A fragile ceasefire in Syria appears largely to be holding, but tensions are rising between its brokers.
The US, which backs some rebel groups in the civil war and Russia, which supports troops loyal to President Bashar al-Assad, agreed to cool fighting from Monday, September 12.
It was hoped their joint focus would turn to combatting ISIL and other jihadist factions.
However Russian President Vladimir Putin says the US is more focussed on holding onto the rebels’ military capacity than abiding by the terms of the truce, casting doubt on Washington’s commitment to the deal.

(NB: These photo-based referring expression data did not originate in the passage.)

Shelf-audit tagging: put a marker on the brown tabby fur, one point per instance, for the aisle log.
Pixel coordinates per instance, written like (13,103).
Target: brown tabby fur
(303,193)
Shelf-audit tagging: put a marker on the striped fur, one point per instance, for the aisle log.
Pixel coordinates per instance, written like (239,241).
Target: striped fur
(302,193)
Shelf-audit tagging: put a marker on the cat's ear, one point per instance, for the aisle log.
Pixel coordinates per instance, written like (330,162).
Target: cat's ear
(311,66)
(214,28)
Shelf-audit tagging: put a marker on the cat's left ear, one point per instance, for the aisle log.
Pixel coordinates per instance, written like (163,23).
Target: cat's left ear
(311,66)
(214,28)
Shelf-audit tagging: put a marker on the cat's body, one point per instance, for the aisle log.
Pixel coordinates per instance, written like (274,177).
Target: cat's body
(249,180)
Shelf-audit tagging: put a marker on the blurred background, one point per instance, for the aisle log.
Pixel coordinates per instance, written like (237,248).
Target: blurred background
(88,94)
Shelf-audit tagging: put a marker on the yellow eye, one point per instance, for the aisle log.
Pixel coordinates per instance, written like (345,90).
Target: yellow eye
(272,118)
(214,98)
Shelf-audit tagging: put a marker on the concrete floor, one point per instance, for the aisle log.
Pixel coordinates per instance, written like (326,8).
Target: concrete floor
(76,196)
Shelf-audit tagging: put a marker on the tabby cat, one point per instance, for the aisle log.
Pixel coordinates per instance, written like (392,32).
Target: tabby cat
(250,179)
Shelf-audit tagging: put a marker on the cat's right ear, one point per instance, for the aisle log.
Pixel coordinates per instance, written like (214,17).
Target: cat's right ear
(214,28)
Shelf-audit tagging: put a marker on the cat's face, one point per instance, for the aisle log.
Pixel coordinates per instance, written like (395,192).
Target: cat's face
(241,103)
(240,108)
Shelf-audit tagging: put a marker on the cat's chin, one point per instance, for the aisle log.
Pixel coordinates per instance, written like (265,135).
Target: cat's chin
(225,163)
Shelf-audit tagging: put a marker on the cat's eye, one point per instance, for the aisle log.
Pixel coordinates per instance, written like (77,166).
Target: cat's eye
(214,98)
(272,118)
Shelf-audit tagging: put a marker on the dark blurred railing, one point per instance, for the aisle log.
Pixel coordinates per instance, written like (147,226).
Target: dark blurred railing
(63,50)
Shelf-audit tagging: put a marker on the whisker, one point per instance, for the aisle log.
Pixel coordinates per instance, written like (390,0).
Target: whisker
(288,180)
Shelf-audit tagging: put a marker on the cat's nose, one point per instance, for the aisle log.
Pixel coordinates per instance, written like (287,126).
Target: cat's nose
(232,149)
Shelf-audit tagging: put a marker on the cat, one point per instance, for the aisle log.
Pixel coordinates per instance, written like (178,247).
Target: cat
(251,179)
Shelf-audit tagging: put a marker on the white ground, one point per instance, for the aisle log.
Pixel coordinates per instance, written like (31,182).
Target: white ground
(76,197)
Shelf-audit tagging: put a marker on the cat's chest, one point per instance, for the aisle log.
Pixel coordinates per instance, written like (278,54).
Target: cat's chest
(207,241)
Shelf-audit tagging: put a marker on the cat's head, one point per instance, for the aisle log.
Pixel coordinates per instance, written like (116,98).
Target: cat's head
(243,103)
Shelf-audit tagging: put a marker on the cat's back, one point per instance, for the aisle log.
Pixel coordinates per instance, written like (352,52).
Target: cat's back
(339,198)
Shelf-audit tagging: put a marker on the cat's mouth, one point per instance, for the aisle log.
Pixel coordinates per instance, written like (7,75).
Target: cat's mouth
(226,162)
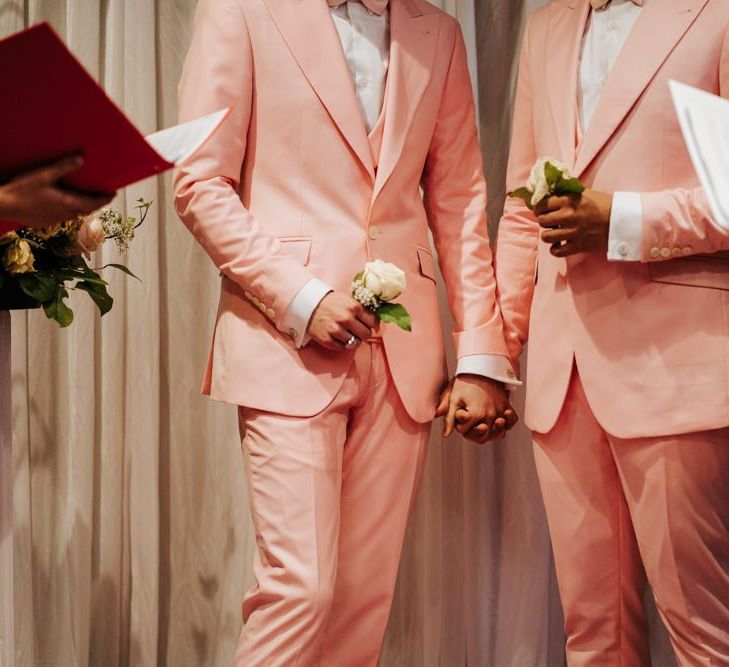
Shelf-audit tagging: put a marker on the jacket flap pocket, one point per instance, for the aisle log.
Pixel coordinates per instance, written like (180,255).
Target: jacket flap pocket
(427,263)
(708,271)
(299,247)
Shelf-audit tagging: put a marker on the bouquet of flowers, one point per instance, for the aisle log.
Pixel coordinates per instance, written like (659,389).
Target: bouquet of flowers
(549,178)
(38,267)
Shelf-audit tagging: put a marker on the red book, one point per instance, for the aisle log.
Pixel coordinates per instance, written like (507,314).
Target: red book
(53,107)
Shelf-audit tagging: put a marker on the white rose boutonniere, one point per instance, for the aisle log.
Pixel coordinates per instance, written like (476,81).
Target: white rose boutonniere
(548,178)
(377,286)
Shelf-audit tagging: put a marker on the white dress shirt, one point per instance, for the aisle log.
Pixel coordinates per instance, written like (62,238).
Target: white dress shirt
(607,32)
(365,39)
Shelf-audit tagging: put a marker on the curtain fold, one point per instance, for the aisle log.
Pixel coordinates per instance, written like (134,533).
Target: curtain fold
(132,538)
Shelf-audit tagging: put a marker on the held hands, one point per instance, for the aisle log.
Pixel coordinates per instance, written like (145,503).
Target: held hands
(477,407)
(338,318)
(576,224)
(35,199)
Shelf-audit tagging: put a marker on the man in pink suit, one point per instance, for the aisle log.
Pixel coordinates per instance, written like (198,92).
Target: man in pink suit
(624,296)
(340,112)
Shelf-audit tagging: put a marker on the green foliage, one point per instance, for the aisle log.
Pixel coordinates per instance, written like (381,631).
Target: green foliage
(395,313)
(57,270)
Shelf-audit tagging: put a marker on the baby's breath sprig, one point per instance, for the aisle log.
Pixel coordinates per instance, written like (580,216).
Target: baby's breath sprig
(121,229)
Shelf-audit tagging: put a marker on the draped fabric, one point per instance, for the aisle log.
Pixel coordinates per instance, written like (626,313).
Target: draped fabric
(132,537)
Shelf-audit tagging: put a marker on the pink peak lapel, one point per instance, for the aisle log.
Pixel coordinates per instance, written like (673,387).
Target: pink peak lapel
(413,42)
(659,29)
(310,33)
(567,23)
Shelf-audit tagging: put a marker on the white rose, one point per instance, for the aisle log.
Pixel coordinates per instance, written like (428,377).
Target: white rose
(91,235)
(386,281)
(19,258)
(537,182)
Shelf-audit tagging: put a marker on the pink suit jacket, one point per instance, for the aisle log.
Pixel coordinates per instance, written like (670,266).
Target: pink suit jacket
(650,339)
(287,191)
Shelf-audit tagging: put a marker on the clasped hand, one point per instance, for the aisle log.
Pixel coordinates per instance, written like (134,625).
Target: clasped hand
(576,224)
(477,407)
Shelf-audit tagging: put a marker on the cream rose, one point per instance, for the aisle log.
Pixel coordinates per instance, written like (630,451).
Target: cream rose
(386,281)
(538,183)
(91,235)
(19,258)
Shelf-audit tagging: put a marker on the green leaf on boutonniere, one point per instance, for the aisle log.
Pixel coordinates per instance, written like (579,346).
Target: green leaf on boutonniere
(525,194)
(58,310)
(570,186)
(123,269)
(394,313)
(99,295)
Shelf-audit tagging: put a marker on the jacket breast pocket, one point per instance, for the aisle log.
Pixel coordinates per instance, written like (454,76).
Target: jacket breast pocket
(426,263)
(299,247)
(707,271)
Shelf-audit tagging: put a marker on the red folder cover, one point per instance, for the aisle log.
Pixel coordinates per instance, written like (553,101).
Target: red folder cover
(52,107)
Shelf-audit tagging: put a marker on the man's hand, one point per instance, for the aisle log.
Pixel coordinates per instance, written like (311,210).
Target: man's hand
(35,199)
(337,318)
(576,224)
(477,407)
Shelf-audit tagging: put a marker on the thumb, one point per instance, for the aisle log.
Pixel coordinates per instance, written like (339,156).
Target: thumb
(445,399)
(51,173)
(450,420)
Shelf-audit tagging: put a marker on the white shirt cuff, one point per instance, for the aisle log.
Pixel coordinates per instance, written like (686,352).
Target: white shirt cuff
(296,320)
(625,243)
(492,366)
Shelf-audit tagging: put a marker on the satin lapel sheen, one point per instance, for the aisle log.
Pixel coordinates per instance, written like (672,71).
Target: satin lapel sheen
(413,39)
(312,38)
(658,30)
(567,22)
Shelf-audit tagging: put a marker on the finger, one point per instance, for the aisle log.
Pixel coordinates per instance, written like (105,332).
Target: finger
(445,398)
(357,329)
(366,317)
(339,334)
(479,434)
(465,421)
(83,204)
(556,203)
(561,218)
(450,419)
(53,172)
(559,235)
(564,250)
(553,204)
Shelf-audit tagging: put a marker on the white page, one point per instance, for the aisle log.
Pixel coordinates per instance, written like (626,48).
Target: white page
(178,143)
(704,121)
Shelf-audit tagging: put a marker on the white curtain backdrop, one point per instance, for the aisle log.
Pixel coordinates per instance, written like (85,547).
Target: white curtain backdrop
(132,538)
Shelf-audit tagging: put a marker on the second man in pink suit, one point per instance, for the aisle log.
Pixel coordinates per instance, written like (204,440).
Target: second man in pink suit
(340,112)
(624,297)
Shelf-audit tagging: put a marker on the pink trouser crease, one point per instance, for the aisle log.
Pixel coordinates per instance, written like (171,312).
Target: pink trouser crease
(330,497)
(619,509)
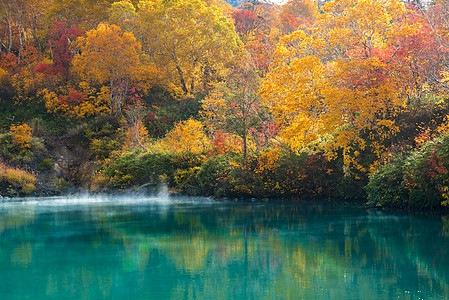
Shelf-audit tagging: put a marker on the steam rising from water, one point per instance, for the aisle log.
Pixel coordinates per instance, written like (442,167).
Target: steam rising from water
(86,200)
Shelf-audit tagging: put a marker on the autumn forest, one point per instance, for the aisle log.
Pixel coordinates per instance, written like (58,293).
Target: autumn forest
(342,99)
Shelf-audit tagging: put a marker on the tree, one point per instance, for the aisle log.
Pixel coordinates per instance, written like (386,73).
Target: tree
(60,39)
(338,82)
(301,8)
(189,42)
(109,55)
(234,105)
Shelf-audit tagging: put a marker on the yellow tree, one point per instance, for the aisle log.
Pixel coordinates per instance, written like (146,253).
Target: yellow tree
(111,56)
(189,42)
(339,82)
(234,106)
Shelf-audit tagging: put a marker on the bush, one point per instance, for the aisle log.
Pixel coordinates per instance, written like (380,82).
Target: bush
(418,179)
(45,165)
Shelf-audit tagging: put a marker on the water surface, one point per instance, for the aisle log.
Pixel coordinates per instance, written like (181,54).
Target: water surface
(160,248)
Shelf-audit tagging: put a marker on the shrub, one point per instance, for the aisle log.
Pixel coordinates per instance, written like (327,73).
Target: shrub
(18,178)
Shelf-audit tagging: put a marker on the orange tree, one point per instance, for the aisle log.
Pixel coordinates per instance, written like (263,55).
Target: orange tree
(109,56)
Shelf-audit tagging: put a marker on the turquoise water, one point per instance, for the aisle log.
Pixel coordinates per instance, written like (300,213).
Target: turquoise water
(153,248)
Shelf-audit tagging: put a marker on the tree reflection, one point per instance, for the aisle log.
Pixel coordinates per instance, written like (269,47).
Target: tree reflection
(289,250)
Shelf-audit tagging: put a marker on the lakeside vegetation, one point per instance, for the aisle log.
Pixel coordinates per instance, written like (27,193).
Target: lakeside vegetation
(345,99)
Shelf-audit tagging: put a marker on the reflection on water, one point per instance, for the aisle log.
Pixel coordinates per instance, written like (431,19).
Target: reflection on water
(149,248)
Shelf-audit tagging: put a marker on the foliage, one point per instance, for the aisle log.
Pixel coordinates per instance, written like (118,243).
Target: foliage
(234,105)
(186,136)
(59,41)
(109,56)
(21,135)
(20,154)
(334,82)
(418,179)
(189,42)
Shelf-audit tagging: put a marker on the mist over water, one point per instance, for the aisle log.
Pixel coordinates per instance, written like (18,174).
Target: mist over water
(159,247)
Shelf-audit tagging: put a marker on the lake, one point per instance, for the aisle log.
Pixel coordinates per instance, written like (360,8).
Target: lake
(196,248)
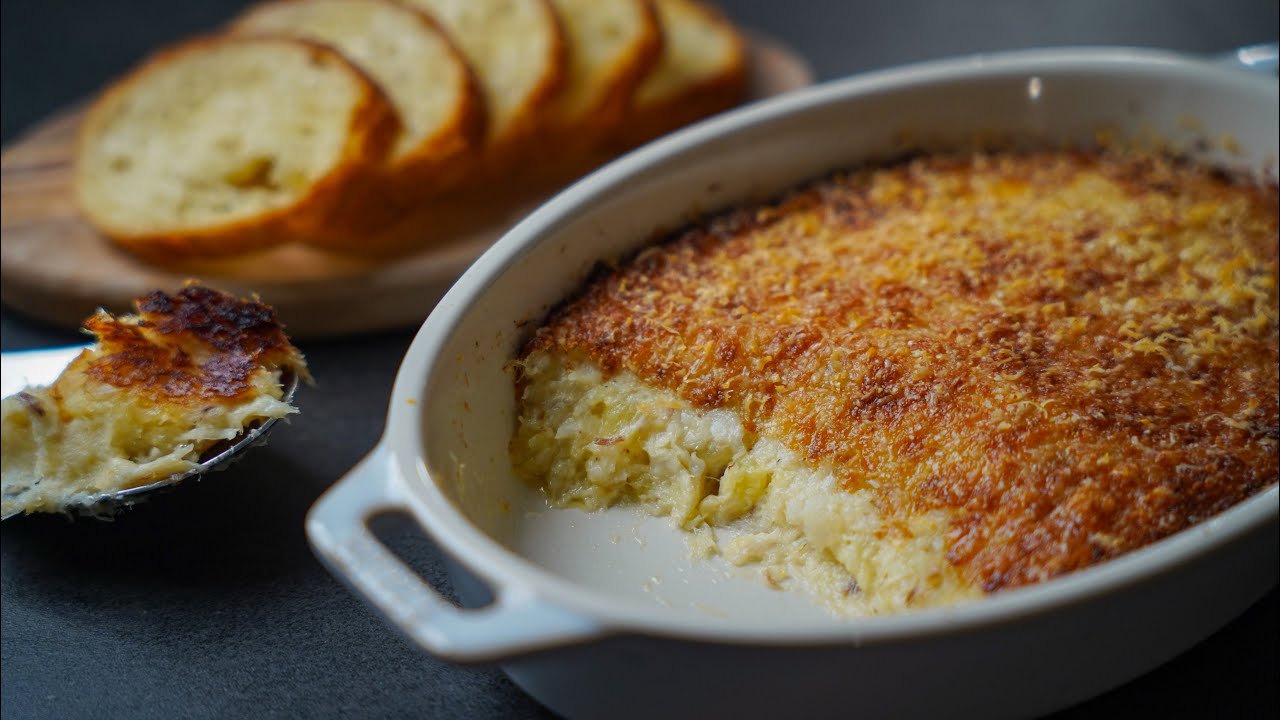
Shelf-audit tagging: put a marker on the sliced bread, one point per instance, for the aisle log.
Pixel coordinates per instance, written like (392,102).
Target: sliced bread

One of the goals of the ceasefire was to separate moderate and militant groups. Commenting from Kyrgyzstan, Putin said the US had been unable to split the moderates from the “semi-criminal” rebels.
“We (Russia and US) agreed that al-Nusra Front should be distanced from the opposition and that their location should be disclosed as well as that of the so-called healthy [moderate] forces. What do we see instead? We see no separation of terrorists and healthy forces, but rather attempts by terrorists to regroup…. and maintain its potential.”
Another term of the truce was to enable aid through to the worst-affected areas.
Both sides agreed on Friday to extend the truce, but each blames the other for delays in supplies getting through.
The United Nations, meanwhile, has accused the Syrian government of blocking access to some areas by denying letters guaranteeing entry.
Insurgents have expressed doubt over the viability of the deal from the beginning. They say it is stacked against them, but they accepted it to help relieve the critical humanitarian situation in besieged parts of Syria. Reuters quotes a rebel official as blaming Moscow for undermining the ceasefire.